A new strain of malware that targets vulnerable Linux-based systems is loose in the wild, with an interesting habit of avoiding government and military networks.

Dubbed GoScanSSH (a mash-up of its hallmarks: its Golang-based coding, its ability to scan for new hosts from infected machines, and use of the SSH port), the malware is being used in a widespread campaign that includes more than 70 unique malware samples and multiple versions, indicating that this threat is continuing to be actively developed and improved upon by the attackers. The earliest instance of a variant dates back to last summer, so the campaign has been ongoing for at least nine months.

It’s main effort seems to be in infecting as many machines as possible, potentially creating a botnet for future use in more damaging attacks.

According to Cisco Talos researchers, bad actors gain access to targets using an SSH-credential brute-force attack against publicly accessible SSH servers.  

“In this particular series of attacks, the attacker was leveraging a word list containing more than 7,000 username/password combinations,” they explained in a posting. “Once the attacker has discovered a valid credential set that allows successful SSH authentication, a unique GoScanSSH malware binary is then created and uploaded to the compromised SSH server. The malware is then executed, thus infecting the system.”

Immediately following infection, the GoScanSSH malware attempts to determine how powerful the infected system is and assigns the malware instance a unique identifier, which is all sent to the command-and-control (C&C) server. From there, it initiates SSH scanning activity to find additional vulnerable SSH servers exposed to the internet.

It specifically avoids IP addresses assigned to the US. Department of Defense and several in South Korea. The reason for this is unclear.

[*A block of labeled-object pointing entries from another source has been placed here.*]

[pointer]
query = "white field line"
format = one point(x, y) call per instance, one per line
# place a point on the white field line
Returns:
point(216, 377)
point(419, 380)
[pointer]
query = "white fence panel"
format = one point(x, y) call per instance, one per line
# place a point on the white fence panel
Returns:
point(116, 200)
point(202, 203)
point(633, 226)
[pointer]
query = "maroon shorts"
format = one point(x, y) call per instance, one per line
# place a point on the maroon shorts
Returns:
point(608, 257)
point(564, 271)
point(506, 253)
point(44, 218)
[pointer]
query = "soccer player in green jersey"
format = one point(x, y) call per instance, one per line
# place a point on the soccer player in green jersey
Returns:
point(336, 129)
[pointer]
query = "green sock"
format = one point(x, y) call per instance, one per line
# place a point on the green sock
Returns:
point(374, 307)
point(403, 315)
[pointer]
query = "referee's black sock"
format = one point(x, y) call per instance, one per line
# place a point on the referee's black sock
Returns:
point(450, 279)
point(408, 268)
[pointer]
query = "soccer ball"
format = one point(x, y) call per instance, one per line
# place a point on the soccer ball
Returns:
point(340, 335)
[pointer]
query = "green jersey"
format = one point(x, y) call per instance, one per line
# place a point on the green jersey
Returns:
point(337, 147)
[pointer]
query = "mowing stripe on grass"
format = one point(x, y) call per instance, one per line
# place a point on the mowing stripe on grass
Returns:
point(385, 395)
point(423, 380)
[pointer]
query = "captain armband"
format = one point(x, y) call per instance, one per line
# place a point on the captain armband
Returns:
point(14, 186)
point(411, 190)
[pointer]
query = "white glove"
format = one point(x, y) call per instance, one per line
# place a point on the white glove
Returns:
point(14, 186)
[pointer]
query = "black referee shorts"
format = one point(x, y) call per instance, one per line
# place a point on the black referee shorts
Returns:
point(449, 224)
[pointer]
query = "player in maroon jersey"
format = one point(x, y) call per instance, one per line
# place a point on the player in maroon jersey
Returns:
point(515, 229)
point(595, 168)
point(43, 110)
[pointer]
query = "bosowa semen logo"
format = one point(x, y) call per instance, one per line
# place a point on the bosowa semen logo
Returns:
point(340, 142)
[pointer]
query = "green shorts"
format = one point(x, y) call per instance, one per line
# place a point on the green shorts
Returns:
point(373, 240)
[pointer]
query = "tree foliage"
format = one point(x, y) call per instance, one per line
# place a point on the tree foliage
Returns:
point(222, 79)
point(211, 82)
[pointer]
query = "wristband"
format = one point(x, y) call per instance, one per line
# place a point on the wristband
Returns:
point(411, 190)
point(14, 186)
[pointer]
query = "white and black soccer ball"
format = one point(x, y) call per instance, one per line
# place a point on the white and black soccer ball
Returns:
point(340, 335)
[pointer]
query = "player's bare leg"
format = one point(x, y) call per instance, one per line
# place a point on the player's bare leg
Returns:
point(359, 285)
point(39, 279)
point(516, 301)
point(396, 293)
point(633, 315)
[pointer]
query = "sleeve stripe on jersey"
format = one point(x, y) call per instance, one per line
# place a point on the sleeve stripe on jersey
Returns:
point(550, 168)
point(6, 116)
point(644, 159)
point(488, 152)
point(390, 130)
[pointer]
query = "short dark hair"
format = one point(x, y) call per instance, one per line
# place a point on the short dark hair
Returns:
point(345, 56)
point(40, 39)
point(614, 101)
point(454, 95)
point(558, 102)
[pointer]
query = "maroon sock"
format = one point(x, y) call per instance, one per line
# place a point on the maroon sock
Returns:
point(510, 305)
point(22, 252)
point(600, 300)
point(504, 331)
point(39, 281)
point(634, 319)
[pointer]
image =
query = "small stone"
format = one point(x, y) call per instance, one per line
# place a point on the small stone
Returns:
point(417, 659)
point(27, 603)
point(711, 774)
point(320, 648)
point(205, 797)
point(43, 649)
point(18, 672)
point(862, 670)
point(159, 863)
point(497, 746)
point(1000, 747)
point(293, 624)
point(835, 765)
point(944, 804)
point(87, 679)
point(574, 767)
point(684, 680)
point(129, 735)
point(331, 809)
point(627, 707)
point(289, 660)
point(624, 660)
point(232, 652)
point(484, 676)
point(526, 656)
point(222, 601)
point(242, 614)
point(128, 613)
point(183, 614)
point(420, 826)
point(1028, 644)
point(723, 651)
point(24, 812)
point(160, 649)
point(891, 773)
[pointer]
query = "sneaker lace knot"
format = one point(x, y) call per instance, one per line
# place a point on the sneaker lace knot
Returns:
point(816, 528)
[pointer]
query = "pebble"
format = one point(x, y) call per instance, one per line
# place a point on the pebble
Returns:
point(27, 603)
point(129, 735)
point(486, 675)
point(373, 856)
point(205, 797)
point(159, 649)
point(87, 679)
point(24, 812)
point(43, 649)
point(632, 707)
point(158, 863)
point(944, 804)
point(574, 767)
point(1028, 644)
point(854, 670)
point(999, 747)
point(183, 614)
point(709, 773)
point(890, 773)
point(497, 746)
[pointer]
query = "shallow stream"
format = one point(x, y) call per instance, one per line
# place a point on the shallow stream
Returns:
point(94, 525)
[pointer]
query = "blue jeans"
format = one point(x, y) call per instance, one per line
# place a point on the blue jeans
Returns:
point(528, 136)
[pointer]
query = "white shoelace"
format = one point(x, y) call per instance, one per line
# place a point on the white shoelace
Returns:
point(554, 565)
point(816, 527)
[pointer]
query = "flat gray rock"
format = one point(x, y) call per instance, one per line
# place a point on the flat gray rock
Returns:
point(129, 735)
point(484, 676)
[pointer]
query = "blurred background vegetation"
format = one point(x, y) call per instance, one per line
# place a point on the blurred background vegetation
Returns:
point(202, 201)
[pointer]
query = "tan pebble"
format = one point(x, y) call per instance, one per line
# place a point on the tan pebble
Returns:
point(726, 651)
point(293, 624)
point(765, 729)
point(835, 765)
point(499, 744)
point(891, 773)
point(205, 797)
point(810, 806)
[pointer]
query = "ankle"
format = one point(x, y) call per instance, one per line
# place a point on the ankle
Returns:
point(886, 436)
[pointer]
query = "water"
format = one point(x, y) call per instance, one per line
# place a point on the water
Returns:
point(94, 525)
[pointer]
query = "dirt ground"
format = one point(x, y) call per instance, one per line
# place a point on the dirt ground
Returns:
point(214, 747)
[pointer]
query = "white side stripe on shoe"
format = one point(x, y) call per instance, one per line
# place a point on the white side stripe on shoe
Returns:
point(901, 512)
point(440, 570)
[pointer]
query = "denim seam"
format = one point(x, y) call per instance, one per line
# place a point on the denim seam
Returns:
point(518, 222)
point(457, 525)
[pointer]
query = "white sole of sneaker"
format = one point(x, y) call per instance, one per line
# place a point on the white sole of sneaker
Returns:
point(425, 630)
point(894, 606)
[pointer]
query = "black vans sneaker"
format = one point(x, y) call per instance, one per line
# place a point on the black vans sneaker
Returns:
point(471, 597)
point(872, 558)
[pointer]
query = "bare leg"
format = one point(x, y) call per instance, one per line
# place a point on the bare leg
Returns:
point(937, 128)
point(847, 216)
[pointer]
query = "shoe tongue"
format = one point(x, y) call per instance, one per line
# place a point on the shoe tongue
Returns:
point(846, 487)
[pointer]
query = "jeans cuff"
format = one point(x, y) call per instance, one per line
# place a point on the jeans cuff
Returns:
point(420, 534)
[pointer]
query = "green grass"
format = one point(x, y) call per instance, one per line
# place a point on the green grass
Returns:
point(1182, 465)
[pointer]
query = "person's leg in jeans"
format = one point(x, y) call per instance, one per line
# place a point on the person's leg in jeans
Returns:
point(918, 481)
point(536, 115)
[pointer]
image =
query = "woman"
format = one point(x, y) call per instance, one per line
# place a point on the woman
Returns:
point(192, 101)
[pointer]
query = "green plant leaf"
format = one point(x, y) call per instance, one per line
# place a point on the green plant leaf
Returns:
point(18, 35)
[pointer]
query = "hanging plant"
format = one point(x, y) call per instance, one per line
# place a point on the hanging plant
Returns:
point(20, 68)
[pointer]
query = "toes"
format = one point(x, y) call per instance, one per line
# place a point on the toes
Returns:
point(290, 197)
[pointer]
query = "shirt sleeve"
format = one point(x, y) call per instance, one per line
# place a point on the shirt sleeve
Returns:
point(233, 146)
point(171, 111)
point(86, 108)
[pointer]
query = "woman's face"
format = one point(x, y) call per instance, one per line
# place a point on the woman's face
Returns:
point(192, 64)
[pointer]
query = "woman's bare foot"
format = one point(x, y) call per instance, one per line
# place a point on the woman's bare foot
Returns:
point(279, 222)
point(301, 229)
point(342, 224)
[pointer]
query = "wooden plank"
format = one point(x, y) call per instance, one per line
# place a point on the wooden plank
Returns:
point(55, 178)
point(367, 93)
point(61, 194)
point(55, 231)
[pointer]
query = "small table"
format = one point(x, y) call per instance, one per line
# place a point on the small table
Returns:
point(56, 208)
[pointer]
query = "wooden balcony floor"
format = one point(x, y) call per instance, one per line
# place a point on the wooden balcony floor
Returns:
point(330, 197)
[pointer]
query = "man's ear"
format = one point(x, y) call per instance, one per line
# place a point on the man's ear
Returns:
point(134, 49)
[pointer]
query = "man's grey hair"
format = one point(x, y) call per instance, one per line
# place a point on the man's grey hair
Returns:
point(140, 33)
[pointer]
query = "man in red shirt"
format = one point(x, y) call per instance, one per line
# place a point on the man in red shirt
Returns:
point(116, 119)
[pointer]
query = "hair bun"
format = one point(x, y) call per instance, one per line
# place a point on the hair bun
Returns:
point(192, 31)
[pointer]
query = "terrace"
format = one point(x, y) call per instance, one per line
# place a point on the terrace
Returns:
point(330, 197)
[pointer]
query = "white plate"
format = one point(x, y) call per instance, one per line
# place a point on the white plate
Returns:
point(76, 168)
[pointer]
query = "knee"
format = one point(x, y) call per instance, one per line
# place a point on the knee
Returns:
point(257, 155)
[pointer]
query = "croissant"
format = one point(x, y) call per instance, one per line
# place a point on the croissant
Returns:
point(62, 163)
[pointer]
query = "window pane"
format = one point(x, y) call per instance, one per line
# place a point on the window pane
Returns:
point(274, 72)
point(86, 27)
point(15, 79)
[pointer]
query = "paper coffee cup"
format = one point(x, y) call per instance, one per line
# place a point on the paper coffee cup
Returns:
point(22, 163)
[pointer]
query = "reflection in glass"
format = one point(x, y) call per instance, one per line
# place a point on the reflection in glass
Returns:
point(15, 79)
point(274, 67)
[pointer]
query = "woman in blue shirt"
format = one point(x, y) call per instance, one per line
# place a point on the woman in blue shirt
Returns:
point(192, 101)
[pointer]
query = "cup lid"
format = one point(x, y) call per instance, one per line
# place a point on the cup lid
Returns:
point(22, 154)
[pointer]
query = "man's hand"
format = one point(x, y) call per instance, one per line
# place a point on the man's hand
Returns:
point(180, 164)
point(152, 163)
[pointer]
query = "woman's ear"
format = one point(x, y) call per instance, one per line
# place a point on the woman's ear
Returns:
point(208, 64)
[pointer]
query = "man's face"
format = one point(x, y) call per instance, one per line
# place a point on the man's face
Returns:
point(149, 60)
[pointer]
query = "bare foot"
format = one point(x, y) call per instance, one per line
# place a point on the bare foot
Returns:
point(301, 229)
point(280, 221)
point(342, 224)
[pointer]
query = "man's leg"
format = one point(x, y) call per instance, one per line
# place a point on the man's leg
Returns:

"It is difficult to fully get inside the head of attackers, but one theory could be that the attackers know that nation-states are resourced and have the political and networking connections to perform accurate attribution,” said Dan Matthews, director of engineering at Lastline, via email. He added, “This attack does not appear complex, although they have done two things which differ from recent commodity malware Written in Go, which is an efficient/cross-platform/modern/cool programming language; and added an IP address validation step prior to performing dictionary attacks against publicly reachable SSH servers.”

Once it has been determined that the selected IP address is an ideal candidate for additional attacks, the malware attempts to obtain valid SSH credentials by attempting to authenticate to the system using the aforementioned wordlist containing username and password combinations. If successful, the malware reports back to the C&C server.

Organizations should employ best practices to ensure that servers they may have exposed remain protected, including ensuring that systems are hardened, that default credentials are changed prior to deploying new systems to production environments and that these systems are continuously monitored for attempts to compromise them.

As Matthews said, “The best thing any organization can do to protect against password reuse attacks is to enable some type of multifactor authentication, particularly for services such as VPNs, SSH servers and web/cloud-based email services, which are reachable from the internet."